The location is near Renown Hospital and benefits from that proximity. Breakfast attracts a lot of different people from around the community, but lunch is heavy with Renown workers.

“Doing very well,” Villa said. “The community is supporting us a lot. … Our product is good.”

The limitations of the location are actually an asset, he said.

“The kitchen is small. I cannot buy big. … So I buy small quantities [of produce] and keep it fresh. And I don’t have storage, so I have to, on a daily basis, go and buy what I need for a day.” The same applies, of course, to the bakery side of the business. Quevedo bakes the pastries and the breads used in the restaurant on the same day they are sold. The owners are already planning for summer when they will expand to an outdoor patio.

Ad execs John O’Brien and Jim Webster meet over lunch at Michael’s Deli to go over the day’s business.

Photo By DENNIS MYERS

Risks

These new businesses are doing well, for the moment, anyway. But telling their stories glibly here can make it seem easy. The website SnagAJob.com surveyed 511 new business owners with fewer than 100 employees. Among other findings: “Budding entrepreneurs looking for more lucrative pay or more leisure hours by starting their own business may be in for disappointment. … [O]nly one in five (21 percent) business owners with between two and 10 employees is earning more than they had hoped to make when they started their companies. And it’s not for lack of hard work: These small-business owners say they put in an average of 58 hours per week toward their business.”

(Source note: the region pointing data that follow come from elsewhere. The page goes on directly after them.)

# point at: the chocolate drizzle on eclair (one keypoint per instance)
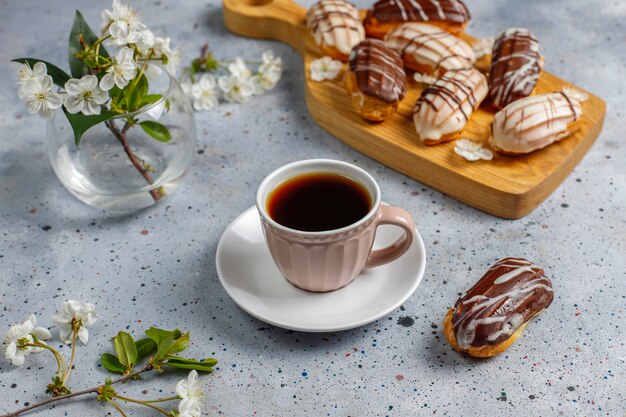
(335, 23)
(430, 49)
(445, 107)
(378, 70)
(515, 66)
(534, 122)
(510, 293)
(453, 11)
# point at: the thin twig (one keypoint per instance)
(94, 390)
(154, 407)
(121, 137)
(117, 407)
(69, 366)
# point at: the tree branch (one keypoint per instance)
(121, 137)
(94, 390)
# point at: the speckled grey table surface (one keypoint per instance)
(157, 267)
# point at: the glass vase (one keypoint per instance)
(119, 167)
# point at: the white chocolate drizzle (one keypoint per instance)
(501, 307)
(446, 106)
(514, 74)
(431, 47)
(535, 122)
(335, 23)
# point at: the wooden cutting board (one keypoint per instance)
(506, 186)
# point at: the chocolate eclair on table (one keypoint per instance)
(375, 80)
(386, 15)
(537, 121)
(336, 27)
(443, 109)
(489, 317)
(515, 66)
(430, 50)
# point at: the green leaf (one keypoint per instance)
(80, 27)
(59, 77)
(144, 348)
(134, 93)
(126, 350)
(163, 339)
(81, 123)
(111, 363)
(156, 130)
(183, 363)
(179, 345)
(150, 98)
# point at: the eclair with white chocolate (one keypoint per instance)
(336, 27)
(489, 317)
(535, 122)
(430, 50)
(386, 15)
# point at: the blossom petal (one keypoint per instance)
(19, 358)
(73, 87)
(181, 388)
(106, 83)
(39, 69)
(55, 100)
(83, 334)
(41, 333)
(74, 104)
(10, 350)
(65, 334)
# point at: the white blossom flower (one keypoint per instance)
(204, 93)
(269, 62)
(75, 314)
(325, 68)
(145, 41)
(84, 95)
(27, 75)
(21, 335)
(123, 24)
(121, 71)
(190, 392)
(270, 72)
(239, 69)
(236, 89)
(171, 57)
(471, 150)
(40, 97)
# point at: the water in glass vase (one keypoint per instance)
(118, 166)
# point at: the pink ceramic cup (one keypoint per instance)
(331, 259)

And the smaller the business, the more difficult. Forty percent of owners with 11 to 100 workers say they have made more money than they expected. Only 21 percent of those who have 10 or fewer employees say that.

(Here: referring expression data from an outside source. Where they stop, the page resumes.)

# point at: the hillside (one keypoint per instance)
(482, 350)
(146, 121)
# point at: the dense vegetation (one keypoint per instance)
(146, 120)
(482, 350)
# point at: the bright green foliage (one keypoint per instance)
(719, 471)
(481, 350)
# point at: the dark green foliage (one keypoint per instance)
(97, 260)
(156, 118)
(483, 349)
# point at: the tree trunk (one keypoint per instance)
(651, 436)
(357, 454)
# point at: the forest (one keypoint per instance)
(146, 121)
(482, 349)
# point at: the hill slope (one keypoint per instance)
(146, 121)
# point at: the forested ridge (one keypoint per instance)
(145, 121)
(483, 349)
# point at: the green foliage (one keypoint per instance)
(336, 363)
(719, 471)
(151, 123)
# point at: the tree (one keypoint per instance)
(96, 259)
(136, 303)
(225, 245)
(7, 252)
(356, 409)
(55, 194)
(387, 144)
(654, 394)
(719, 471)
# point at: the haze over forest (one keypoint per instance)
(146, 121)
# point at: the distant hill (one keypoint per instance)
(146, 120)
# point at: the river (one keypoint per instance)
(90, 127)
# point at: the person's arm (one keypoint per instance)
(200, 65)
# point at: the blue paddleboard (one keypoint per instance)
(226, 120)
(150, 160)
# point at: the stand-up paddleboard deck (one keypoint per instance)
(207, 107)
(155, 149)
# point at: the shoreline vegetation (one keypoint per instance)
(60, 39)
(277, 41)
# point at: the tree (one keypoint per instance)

One website names 10 businesses that are hot in a recession: Debt collection, health-care products, job search agencies, mediation, security, computer repair, internet marketing, web entrepreneurship, pawnbroking and cosmetics sales. A different site names auto repair, home maintenance and repair, hair salons, collection agencies and businesses that supply basics.

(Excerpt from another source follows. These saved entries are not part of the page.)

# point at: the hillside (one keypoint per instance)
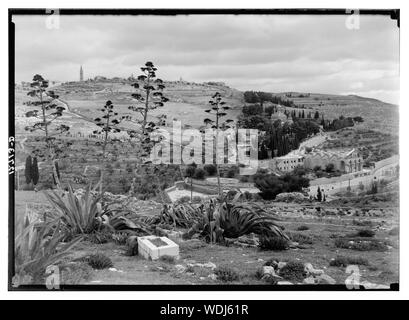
(377, 115)
(187, 100)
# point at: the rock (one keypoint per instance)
(325, 279)
(369, 285)
(180, 268)
(212, 276)
(132, 246)
(309, 280)
(311, 271)
(291, 197)
(270, 274)
(210, 265)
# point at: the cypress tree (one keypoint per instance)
(34, 171)
(27, 170)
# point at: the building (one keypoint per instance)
(289, 162)
(81, 74)
(346, 161)
(279, 115)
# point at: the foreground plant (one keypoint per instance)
(78, 215)
(219, 219)
(47, 113)
(37, 246)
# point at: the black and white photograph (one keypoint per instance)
(209, 149)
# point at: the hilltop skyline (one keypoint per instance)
(248, 52)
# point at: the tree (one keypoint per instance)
(108, 123)
(218, 110)
(27, 170)
(319, 194)
(48, 112)
(149, 96)
(190, 172)
(330, 168)
(34, 171)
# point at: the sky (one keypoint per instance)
(274, 53)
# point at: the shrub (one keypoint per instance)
(293, 271)
(394, 231)
(210, 169)
(362, 223)
(366, 233)
(199, 174)
(78, 215)
(361, 245)
(303, 228)
(119, 238)
(98, 237)
(196, 199)
(244, 179)
(271, 185)
(301, 238)
(38, 246)
(343, 261)
(99, 261)
(272, 243)
(167, 259)
(184, 199)
(231, 173)
(132, 246)
(226, 274)
(75, 273)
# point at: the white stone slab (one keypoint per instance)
(149, 251)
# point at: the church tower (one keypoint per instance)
(81, 74)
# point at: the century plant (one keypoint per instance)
(108, 123)
(218, 108)
(148, 97)
(232, 219)
(38, 245)
(78, 214)
(49, 111)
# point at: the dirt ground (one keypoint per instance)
(382, 269)
(383, 266)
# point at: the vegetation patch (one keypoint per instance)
(75, 273)
(301, 238)
(167, 259)
(226, 274)
(99, 261)
(293, 271)
(394, 231)
(344, 261)
(303, 228)
(365, 233)
(273, 243)
(361, 244)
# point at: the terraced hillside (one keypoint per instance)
(377, 115)
(187, 102)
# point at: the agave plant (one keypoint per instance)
(240, 219)
(78, 215)
(37, 246)
(181, 215)
(234, 219)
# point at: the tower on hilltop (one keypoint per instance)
(81, 74)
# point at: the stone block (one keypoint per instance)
(153, 247)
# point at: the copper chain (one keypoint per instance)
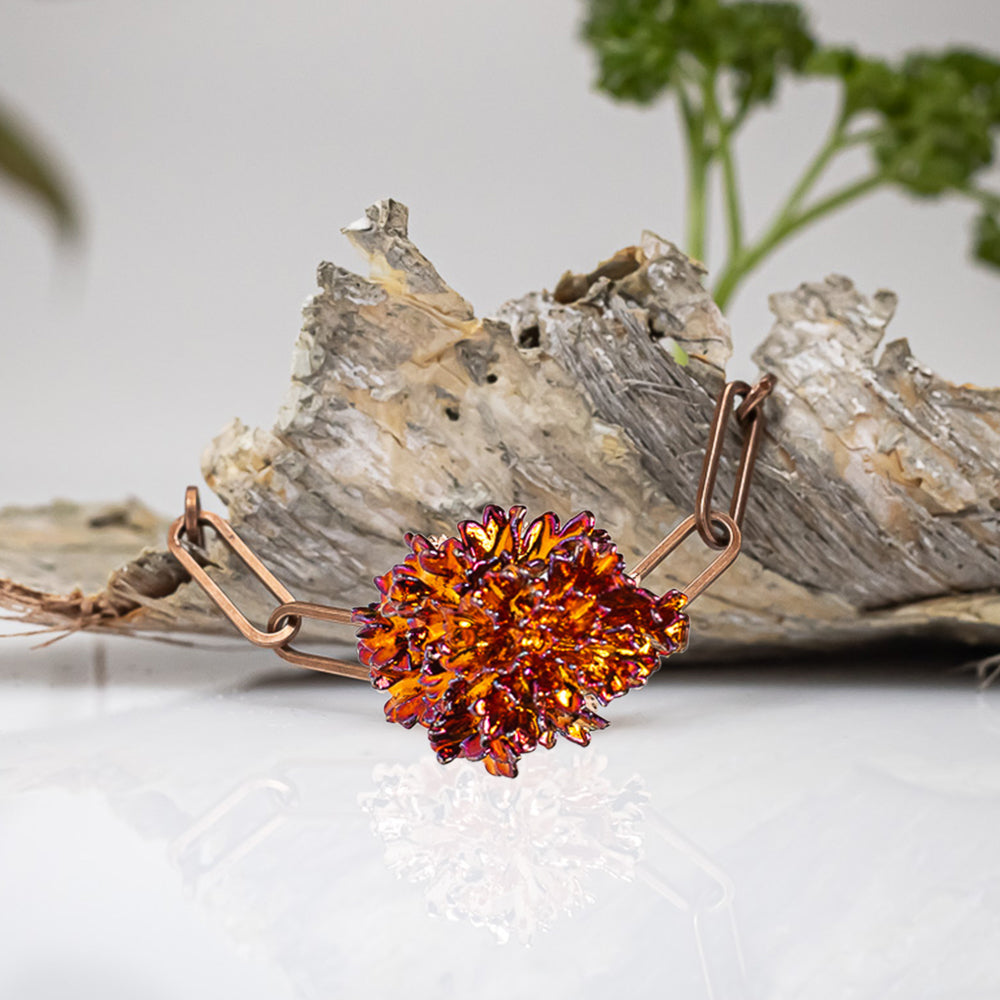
(718, 529)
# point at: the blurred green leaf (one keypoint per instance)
(26, 165)
(644, 46)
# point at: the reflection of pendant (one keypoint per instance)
(500, 639)
(509, 857)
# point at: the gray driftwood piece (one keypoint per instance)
(875, 512)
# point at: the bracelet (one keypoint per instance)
(508, 634)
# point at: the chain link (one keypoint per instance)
(719, 530)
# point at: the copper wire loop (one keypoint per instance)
(718, 566)
(242, 551)
(313, 661)
(751, 416)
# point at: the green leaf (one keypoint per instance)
(27, 166)
(987, 239)
(933, 114)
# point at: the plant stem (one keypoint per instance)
(730, 185)
(784, 226)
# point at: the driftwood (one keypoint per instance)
(875, 512)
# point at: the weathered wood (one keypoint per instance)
(875, 511)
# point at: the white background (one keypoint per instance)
(218, 145)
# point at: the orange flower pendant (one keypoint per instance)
(500, 639)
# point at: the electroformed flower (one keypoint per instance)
(500, 638)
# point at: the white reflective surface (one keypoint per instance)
(192, 823)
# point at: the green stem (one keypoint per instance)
(784, 226)
(699, 158)
(730, 185)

Some online stuff for aspiring business people lacks savvy and expertise and should be approached with skepticism. Speaking in person with real experts, such as bankers and successful business people in the same field is better than relying on internet information.

In addition, news coverage of new businesses always seems to come with an upbeat spin and no warnings of the dangers. “Business is so good at Donald Frazier’s downtown Long Beach restaurant that last month he doubled his seating and his kitchen space and added a bar,” read part of a story on new businesses that ran on a television station in Mississippi last week. It said that in post-Katrina times, businesses are slow to return to gulf towns like Long Beach, [Miss.,] but otherwise contained no indication of how hazardous starting a business can be.

Wilmoth said that someone looking at opening a business in a recession should think hard about it, not rely on optimism, and look at a business model that can be sustained in the worst circumstances. “Plan for the worst and hope for the best,” he said. “The uncertainty of the economy makes it difficult.”

O’Brien said he is confident of the future of his business but also said it’s a lot of work.

“We’re not to the point where we’re happy with what we’re making, but just like with every business, you know, you have to start somewhere and just keep working at it until it gets to be what you want it to be.”

Sometimes, Miriam Reyes has her doubts, which probably is a good trait in a business person.

“Things happen … but there’s not much I can do now,” she said.

Juan Villa said that having the business open and doing well at the start does not calm his fears.

“Absolutely, we were really scared about it. … It was very scary, and it still is, because you invest all your money into something and you hope. … And it takes some time, and we understand it. I’ve been in the business for a long time now, so I know that it takes time, but it’s something that we’re very passionate about, and we think that we’ll do very, very good.”